The solution is to convert methane to the chemically very similar but liquid fuel methanol (CH4 and CH3OH, where one hydrogen is replaced by a hydroxyl group). Industrially, methane is converted to methanol by partial oxidation to hydrogen gas and carbon monoxide (synthesis gas or syngas) at high temperatures (several hundred degrees Celsius) in a process called cracking. Syngas is then catalytically converted to methanol over a copper or platinum surface, also at a couple hundred degrees Celsius. This process is only around five or ten percent efficient due to accidental total oxidation to carbon dioxide and water.
If one could simply replace one hydrogen with a hydroxyl, there would be no need to produce syngas and run the risk of complete oxidation. The recent field of photocatalysis offers another pathway to liquid fuel from methane. Here, ultraviolet light breaks water into a hydrogen and hydroxyl free radical, which are highly reactive. When a hydroxyl radical reacts with a methane molecule, a hydrogen is displaced and methanol is produced. With the use of tungsten oxide or a similar semiconductor, photons of lower energy than ultraviolet (down to blue) can be used.
This process has been demonstrated by several groups using ultraviolet flash bulbs and also with lasers.
Tungsten Oxide Catalyst
The paper "Photo-catalytic conversion of methane into methanol using visible laser" by M.A. Gondal et al. (here and here) details the creation of a tungsten oxide semiconducting powder and experimental details of an apparatus for carrying out this conversion in batches.

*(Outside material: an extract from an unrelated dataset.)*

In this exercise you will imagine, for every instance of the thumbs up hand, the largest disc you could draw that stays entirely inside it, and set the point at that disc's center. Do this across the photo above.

Photo-Catalytic Conversion Of Methane Into Methanol Using Visible Laser - Gondal, MA; Hameed, A; Suwaiyan, A ELSEVIER SCIENCE BV, APPLIED CATALYSIS A-GENERAL; pp: 165-174; Vol: 243 King Fahd University of Petroleum & Minerals http://www.kfupm.edu.sa
Summary The photo-catalytic conversion of methane into methanol was investigated under different experimental parameters such as catalyst concentration, laser power, laser exposure time, effects of free radical generator (H2O2) and electron capture agent (Fe3+), using visible laser light. The study was carried out at room temperature with a simple set up using a laser light, water and a semiconductor photo-catalyst WO3. The reaction products (methanol, O-2 and CO2) were characterized using gas chromatography. The use Of WO3 as photo-catalyst replaces the UV laser light with visible laser light. This greatly simplifies reactor design and permits flexibility in the selection of a laser source in the visible region. The oxygen to tungsten ratio in WO3 at different temperatures was studied by XPS. (C) 2002 Elsevier Science B.V. All rights reserved
Direct focused sunlight could be used. Though only a portion of the solar spectrum is useable, and the process would likely be highly energy inefficient, the use of sunlight directly avoids the use of highly inefficient lasers (typically less than 2% efficent), any electricity production, storage or transportation, as well as the machinery required to produce lasers. The light that is not absorbed by the semiconductors could be used for further purposes, and the heat generated could be used to distill the methanol (thus allowing for a continuous rather than batch production). Also, the process proceeds more easily at higher temperatures.